In alleging the use of force and coercion in eliciting participation MB tries to denigrate the Nandigram uprising, which had shown the courage to stand up against the darbari leftists. The latter, engaged as they are in the politics of “denialism”, find hard to swallow two unpleasant truths. The first one is the inversion of the political support base in Nandigram had infuriated the CPI(M). The party wanted to teach the people a lesson. Recall one senior leader, Binoy Konar’s open threat: “…We will make life hell for those [protesters]. We will surround Nandigram….” (Times of India, January 8, 2007). What resulted from such action was bloodshed, the loss of lives and the destruction of property. The people were humiliated and traumatised on a daily basis. Admittedly, after March 14 carnage, the BUPC, on a number of occasions, retaliated violently, leading to the ouster of pro-CPI(M) villagers. Our investigation reveals that the villagers, even after the announcement of the government about cancellation of the proposal of setting up chemical hub, are in no mood to allow 10 local CPI(M) leaders to enter Nandigram, those whom they perceive to be the kingpins of terror and oppression.

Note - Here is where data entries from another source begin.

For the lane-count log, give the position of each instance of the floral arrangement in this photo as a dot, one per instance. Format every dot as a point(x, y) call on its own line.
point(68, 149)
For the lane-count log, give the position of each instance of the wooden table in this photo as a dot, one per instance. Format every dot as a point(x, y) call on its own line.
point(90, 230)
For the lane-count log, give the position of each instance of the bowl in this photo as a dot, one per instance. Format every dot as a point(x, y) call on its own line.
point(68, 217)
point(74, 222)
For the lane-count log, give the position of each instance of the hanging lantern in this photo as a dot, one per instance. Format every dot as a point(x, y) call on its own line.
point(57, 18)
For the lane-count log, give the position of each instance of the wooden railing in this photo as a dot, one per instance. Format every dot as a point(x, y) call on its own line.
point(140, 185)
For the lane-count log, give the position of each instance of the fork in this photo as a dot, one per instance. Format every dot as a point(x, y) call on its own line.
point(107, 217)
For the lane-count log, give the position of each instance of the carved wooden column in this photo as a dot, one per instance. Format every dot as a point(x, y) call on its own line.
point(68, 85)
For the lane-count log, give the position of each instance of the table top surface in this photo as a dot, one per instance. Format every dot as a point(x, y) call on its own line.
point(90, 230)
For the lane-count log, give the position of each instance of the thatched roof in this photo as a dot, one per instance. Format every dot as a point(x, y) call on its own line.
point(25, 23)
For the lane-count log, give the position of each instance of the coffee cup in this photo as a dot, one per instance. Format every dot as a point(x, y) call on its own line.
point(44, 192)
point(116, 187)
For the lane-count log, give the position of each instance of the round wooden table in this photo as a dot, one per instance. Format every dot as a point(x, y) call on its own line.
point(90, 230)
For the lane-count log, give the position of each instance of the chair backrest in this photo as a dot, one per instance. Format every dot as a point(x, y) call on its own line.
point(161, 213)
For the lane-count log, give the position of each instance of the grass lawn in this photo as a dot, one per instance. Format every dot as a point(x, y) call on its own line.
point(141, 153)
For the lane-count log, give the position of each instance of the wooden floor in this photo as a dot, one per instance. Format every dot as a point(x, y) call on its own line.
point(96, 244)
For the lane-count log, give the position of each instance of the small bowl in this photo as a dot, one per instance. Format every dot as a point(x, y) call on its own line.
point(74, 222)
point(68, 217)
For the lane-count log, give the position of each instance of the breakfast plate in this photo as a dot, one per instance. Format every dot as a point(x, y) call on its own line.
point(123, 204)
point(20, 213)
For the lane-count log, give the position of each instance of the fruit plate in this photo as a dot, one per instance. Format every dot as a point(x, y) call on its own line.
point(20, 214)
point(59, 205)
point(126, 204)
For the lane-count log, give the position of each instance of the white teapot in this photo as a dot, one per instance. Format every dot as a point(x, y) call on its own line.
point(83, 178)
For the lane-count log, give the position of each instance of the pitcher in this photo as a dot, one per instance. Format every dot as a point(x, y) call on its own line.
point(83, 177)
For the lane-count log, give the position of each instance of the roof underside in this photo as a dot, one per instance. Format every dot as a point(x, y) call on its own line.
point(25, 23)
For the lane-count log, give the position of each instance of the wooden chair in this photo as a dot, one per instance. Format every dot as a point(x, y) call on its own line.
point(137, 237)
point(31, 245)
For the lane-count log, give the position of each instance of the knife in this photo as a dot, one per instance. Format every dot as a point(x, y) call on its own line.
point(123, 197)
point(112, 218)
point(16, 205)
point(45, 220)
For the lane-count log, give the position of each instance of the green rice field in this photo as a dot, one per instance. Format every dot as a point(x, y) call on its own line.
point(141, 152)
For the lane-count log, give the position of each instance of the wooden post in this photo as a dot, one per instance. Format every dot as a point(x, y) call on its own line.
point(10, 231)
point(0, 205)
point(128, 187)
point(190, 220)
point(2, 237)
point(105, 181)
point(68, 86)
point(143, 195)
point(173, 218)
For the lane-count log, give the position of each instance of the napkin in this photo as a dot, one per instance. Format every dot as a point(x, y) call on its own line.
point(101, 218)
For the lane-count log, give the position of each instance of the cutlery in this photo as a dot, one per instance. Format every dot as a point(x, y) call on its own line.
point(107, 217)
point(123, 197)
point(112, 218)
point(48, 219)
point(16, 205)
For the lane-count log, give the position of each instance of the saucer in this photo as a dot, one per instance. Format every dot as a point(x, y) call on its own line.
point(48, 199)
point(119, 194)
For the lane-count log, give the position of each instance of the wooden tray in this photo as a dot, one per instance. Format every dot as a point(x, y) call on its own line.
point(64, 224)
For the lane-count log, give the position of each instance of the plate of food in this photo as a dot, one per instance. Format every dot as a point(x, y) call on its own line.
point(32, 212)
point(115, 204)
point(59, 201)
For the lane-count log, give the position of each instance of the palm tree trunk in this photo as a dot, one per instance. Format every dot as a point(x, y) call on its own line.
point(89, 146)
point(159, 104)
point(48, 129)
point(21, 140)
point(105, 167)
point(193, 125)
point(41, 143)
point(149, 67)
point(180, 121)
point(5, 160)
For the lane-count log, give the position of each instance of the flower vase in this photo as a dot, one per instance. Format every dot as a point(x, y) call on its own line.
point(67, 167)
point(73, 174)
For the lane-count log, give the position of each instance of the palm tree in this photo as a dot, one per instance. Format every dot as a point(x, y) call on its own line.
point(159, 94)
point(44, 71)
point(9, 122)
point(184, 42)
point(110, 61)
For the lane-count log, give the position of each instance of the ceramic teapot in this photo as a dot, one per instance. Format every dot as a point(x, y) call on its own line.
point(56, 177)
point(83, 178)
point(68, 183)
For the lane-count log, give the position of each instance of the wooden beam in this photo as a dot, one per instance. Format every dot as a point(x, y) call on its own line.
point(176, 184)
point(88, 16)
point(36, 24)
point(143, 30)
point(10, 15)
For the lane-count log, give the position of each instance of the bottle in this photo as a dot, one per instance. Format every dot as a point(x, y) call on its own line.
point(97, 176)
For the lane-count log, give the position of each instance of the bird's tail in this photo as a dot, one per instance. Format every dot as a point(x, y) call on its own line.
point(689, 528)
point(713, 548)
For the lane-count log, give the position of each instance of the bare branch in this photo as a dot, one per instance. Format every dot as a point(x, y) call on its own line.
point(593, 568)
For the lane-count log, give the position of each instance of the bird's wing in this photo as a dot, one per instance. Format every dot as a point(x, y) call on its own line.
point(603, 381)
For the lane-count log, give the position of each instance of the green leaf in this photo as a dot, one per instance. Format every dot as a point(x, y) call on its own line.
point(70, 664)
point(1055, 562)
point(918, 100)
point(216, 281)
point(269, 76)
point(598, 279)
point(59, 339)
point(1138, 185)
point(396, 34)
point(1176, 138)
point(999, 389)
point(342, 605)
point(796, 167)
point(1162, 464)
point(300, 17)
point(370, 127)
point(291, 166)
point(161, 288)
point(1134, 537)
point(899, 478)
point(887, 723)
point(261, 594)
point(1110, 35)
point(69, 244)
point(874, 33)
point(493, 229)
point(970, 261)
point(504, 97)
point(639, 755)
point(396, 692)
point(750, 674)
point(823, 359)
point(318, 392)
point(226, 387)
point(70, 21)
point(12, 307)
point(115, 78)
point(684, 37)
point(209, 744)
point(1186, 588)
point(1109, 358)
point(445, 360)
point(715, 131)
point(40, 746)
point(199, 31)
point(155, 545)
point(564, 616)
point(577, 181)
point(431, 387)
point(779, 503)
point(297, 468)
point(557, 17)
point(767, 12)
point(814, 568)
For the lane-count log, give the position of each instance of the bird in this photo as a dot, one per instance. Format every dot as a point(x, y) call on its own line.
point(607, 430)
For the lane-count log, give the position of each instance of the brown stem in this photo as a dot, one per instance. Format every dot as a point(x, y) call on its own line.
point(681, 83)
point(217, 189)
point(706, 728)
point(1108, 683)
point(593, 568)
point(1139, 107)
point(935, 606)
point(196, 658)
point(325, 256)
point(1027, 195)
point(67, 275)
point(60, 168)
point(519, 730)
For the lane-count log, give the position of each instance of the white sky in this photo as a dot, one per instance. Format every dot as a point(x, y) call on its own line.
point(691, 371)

The second unpleasant truth is about the deep distrust of the people in the government. They had witnessed how the government lied about consent of the landowners in Singur, about the nature of the soil, which were subsequently exposed by its own admission of fact in its affidavit submitted to the high court in the PIL cases. The traumatised villages still recall the assurances of the CM (in an exclusive interview with Kolkata TV on February 26, 2007) that the government would not send the police to Nandigram.

MB argues that “Nandigram differs significantly from Singur” in terms of the nature of dispossession and displacement. Although we disagree with her arguments, we are not going to argue our case over here. The movement in Singur was a completely peaceful one, but from November 30, 2006 the government began to crush and break it. Peaceful protest was not given a chance. This alerted the people of Nandigram, Haripur (proposed site for a nuclear power plant), Deganga and Bangur. They told us in December that Singur was not the way; armed resistance would be more effective. Certainly, the message that went out after the crushing of peaceful protests at Singur was disturbing. The government’s brutal response to the persistent, reasonable non-violent voice of protest in Singur is a sad commentary on the working of Indian democracy.